Last Updated: April 2026

Effective Date: April 8, 2026

These Terms of Service ("Terms") constitute a binding agreement between V01D Technologies, a Delaware corporation ("Execlave," "we," "us," or "our"), and the organization or entity ("Customer," "you," or "your") that registers for or uses the Execlave platform. By accessing or using Execlave, you agree to these Terms on behalf of the Customer organization.

If you do not agree to these Terms, do not use the Service.


1. Definitions

"Service" means the Execlave AI agent governance platform, including the web dashboard, REST and GraphQL APIs, enforcement endpoints, SDKs (JavaScript and Python), CLI tools, processing services, and all related documentation.

"Customer Data" means all data submitted to the Service by or on behalf of Customer, including agent execution traces (inputs, outputs, metadata), policy configurations, prompt versions, compliance reports, audit logs, and agent registration details.

"Authorized Users" means individuals whom Customer permits to access the Service under Customer's organization account, subject to role-based access controls (Owner, Admin, Developer, Viewer).
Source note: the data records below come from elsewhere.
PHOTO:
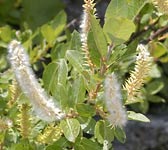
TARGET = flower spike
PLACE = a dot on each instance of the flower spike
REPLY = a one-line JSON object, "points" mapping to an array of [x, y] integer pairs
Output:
{"points": [[117, 114], [43, 106], [138, 76]]}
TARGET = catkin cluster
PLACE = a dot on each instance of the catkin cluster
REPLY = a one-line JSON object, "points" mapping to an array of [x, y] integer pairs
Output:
{"points": [[43, 105], [113, 100]]}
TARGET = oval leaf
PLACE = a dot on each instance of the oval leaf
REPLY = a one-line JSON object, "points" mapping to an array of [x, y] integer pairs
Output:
{"points": [[71, 128]]}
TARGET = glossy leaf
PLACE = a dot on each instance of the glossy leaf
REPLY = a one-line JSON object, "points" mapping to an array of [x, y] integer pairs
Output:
{"points": [[75, 58], [123, 8], [55, 72], [71, 128], [78, 90]]}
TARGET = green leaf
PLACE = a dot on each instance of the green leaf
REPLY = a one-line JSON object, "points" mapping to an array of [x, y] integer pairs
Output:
{"points": [[120, 134], [103, 132], [54, 73], [118, 29], [87, 125], [75, 58], [5, 33], [99, 36], [85, 110], [78, 90], [87, 144], [155, 71], [154, 87], [59, 145], [38, 12], [60, 93], [123, 8], [158, 49], [137, 116], [59, 51], [71, 128], [48, 33]]}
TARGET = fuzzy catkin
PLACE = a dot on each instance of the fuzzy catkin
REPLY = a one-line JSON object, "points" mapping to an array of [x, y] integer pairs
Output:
{"points": [[113, 100], [43, 106], [139, 74], [162, 5]]}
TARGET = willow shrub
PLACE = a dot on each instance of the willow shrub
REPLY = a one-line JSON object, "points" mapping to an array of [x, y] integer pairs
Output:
{"points": [[89, 83]]}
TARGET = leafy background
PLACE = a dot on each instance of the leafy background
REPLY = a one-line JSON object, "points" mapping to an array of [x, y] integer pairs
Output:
{"points": [[49, 32]]}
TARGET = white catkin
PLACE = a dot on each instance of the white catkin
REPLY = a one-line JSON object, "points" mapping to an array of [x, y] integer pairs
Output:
{"points": [[113, 100], [43, 105]]}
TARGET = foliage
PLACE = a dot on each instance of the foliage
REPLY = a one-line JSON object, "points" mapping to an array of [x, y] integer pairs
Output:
{"points": [[59, 62]]}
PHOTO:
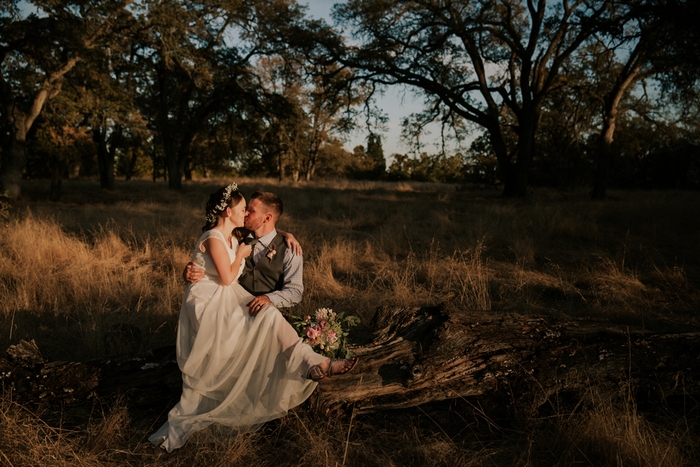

"Enforcement Endpoint" means the API endpoint that evaluates agent actions against configured policies in real time and returns allow/deny/flag decisions.

"Organization" means the multi-tenant account entity through which Customer accesses the Service, isolated via row-level security at the database layer.


2. Service Description

Execlave provides an AI agent governance platform that enables Customer to:

  • Register and manage AI agents with metadata, dependency tracking, and lifecycle controls (including kill switches).
  • Define and enforce governance policies across agent operations, including rule-based and semantic (LLM-powered) policy evaluation.
  • Capture and analyze execution traces containing agent inputs, outputs, tool calls, and associated metadata.
  • Generate compliance evidence mapped to regulatory frameworks including SOC 2, EU AI Act, and ISO 27001.
  • Maintain tamper-evident audit logs of all governance-relevant actions with cryptographic hash chaining.
  • Detect anomalies in agent behavior using statistical analysis and machine learning.
  • Manage prompt versions with approval workflows and deployment controls.

3. Account Terms

3.1 Organization Accounts

Access to Execlave is granted at the organization level. Customer must designate at least one Owner who is responsible for managing Authorized Users, configuring policies, and maintaining the security of the account.

3.2 Authentication

Customer may authenticate via single sign-on (SSO) through our authentication provider (Clerk) or via API keys for programmatic access. Customer is responsible for safeguarding all authentication credentials.

3.3 API Key Management

API keys are prefixed (exe_ for production, exe_test_ for test environments) and are scoped to the Customer's Organization. Customer must:

  • Treat API keys as confidential credentials.
  • Rotate API keys promptly if compromise is suspected.
  • Not share API keys across organizations or embed them in client-side code.
  • Configure IP allowlists where supported to restrict key usage.

3.4 Role-Based Access

Customer is responsible for assigning appropriate roles to Authorized Users. The role hierarchy (Owner > Admin > Developer > Viewer) controls access to sensitive operations including policy management, kill switch activation, and billing configuration.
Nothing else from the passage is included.